Their decision to follow their own path is not without consequence. People die and personal bonds are strained. You don’t have to peer too deeply to spot the subtext of loss and anguished responsibility that runs through the story. However, pithy dialogue and meaningful glances notwithstanding, “Gears 5” is very much a capital-A action game that caters to itchy trigger fingers.
In recent years, a number of big-budget shooters like Destiny, The Division, Anthem and Wolfenstein: Youngblood have acted as poster children for the games-as-service design template. Developing blockbuster games is a costly, multiyear process, so publishers are eager to keep consumers hooked for as long as possible.
Each of these titles features open worlds that players are encouraged to cross and recross multiple times to grind experience points for better weapons, equipment, and abilities. In practice, this means that one is often fighting the same kinds of enemies, in the same location, that have been fought before.
This is a recipe for staleness. Having played through a number of these games in recent years, I appreciated the more crafted combat scenarios in Gears 5 where new enemies are generously introduced throughout the campaign and enemy groupings are meticulously remixed to make one fight feel different from the next.
Like 2016’s Doom, this is a shooter that expects you to internalize enemy patterns to the point where you can efficiently, almost unconsciously, adjust your tactics to suit the situation and the enemy. That means knowing at a glance what to prioritize and what to ignore. (Thus, whenever a Bastion — a small, flying contraption that flies behind and shields much larger enemies — appears, kill it ASAP.)
The environments in Gears 5 are gorgeous. So luminous is the red sand in the game’s Act 3 desert level that it reminded me of the lovely saturated colors in the BBC’s “Planet Earth II.” It also, oddly, made me think of red velvet cake.
Although I encountered a couple of glitches, the overall performance of the game running on the Xbox One X is remarkable. Frame drops are incredibly rare despite the profusion of effects that occur in the most intense combat situations. The Gears of War games have always been technical showcases, and this one extends the tradition.
I did not have the chance to dive deep into Gears 5’s multiplayer modes due to the limited number of players on the servers during the prelaunch period. But my friend and I did play a few rounds of Escape, the new cooperative mode that pushes to the fore the series’ roots in the survival horror genre.

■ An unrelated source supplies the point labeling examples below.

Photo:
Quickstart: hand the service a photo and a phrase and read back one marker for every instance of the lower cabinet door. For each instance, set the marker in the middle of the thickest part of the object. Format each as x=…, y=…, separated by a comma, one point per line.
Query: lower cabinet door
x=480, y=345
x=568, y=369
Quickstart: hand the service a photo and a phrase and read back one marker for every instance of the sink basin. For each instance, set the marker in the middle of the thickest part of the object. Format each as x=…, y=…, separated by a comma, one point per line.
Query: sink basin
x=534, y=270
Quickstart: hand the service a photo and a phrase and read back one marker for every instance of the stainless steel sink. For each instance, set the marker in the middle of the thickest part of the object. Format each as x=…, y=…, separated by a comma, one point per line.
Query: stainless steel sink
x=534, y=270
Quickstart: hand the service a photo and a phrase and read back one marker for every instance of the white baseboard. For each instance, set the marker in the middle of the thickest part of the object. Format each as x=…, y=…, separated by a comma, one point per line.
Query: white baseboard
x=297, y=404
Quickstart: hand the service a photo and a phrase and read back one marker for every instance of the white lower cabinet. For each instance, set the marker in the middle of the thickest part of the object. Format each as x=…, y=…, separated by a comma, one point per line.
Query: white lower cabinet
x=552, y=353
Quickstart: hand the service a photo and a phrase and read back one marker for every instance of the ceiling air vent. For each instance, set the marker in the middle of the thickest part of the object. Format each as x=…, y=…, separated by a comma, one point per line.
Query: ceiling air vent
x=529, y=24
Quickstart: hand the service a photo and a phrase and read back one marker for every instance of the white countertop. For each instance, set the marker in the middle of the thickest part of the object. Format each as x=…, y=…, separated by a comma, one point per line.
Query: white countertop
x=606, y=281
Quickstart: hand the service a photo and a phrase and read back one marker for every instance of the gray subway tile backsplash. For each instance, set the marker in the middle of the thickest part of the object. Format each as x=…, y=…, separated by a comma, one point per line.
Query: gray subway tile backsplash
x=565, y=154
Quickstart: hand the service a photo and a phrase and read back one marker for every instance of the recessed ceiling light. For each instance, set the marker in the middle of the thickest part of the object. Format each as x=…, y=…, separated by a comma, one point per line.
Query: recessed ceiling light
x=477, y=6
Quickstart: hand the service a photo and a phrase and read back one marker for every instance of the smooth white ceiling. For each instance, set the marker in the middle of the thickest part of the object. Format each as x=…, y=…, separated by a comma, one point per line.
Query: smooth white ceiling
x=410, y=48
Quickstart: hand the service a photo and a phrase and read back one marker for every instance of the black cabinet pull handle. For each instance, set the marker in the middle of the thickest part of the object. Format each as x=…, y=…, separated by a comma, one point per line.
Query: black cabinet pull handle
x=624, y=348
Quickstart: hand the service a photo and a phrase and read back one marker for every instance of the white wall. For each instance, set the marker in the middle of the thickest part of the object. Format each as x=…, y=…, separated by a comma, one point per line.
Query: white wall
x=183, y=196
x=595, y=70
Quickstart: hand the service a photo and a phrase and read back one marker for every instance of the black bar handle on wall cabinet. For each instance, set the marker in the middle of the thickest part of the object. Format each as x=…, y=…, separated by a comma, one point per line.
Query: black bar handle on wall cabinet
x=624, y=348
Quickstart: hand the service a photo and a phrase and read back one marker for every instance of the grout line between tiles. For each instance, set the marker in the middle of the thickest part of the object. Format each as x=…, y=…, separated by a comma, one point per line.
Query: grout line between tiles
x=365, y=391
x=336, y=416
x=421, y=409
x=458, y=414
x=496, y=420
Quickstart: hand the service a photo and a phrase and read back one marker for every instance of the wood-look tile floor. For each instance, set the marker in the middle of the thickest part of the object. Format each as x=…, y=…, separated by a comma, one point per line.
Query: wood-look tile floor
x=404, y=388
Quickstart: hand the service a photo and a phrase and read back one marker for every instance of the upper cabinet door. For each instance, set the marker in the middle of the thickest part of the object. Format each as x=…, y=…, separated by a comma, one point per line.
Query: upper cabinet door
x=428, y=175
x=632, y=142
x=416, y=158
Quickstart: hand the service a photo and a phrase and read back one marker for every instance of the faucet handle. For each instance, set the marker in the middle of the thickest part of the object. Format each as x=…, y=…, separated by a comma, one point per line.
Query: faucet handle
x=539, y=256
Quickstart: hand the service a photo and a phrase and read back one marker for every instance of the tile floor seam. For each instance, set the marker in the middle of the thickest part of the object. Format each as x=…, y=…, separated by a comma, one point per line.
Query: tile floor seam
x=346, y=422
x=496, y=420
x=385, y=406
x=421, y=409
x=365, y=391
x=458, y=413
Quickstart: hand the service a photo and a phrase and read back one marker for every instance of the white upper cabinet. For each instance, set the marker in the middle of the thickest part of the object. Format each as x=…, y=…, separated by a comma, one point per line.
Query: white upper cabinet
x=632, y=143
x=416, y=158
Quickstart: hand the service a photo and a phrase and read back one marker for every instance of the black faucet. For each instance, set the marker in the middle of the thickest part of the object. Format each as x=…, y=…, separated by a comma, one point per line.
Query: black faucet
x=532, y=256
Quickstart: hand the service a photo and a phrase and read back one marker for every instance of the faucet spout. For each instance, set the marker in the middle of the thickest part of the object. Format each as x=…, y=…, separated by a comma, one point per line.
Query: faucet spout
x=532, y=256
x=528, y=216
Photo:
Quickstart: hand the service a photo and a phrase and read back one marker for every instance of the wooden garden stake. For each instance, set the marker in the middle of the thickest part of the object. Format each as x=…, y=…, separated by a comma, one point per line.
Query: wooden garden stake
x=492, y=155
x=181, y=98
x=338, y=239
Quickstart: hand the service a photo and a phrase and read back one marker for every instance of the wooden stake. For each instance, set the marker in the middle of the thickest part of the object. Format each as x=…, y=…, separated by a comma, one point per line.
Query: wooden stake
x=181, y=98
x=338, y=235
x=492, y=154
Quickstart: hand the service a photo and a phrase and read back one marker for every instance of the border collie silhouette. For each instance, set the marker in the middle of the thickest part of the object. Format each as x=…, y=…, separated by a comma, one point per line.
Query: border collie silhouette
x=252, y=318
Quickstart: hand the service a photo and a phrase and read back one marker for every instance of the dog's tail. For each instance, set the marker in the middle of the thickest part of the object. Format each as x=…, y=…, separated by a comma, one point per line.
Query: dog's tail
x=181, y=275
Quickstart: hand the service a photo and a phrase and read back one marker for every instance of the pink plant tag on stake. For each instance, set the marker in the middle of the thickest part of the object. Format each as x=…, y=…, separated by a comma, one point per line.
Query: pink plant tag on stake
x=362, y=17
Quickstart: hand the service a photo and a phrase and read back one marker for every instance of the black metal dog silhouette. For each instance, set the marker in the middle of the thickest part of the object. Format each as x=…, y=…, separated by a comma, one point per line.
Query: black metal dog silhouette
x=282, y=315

In Escape, you play an intrepid saboteur. At the start of each match, a Snatcher, a large reddish-pink alien with a droopy stomach, swallows and then deposits your body in a pod back in its hive. After your character escapes the pod and plants a bomb, it’s up to you to vacate the area as fast as possible. Weapons and ammo are scarce, which means you must weigh the value of engaging in a firefight against high-tailing it past enemies that can be outmaneuvered.
It’s a fun mode due to its frantic pacing, but I wonder if it will inspire the sort of long-term engagement that Horde (the cooperative mode in which players face off against waves of enemies), or competitive multiplayer do. In any case, I look forward to trying it out more.
Gears 5 is the rare action game I’d love to play again.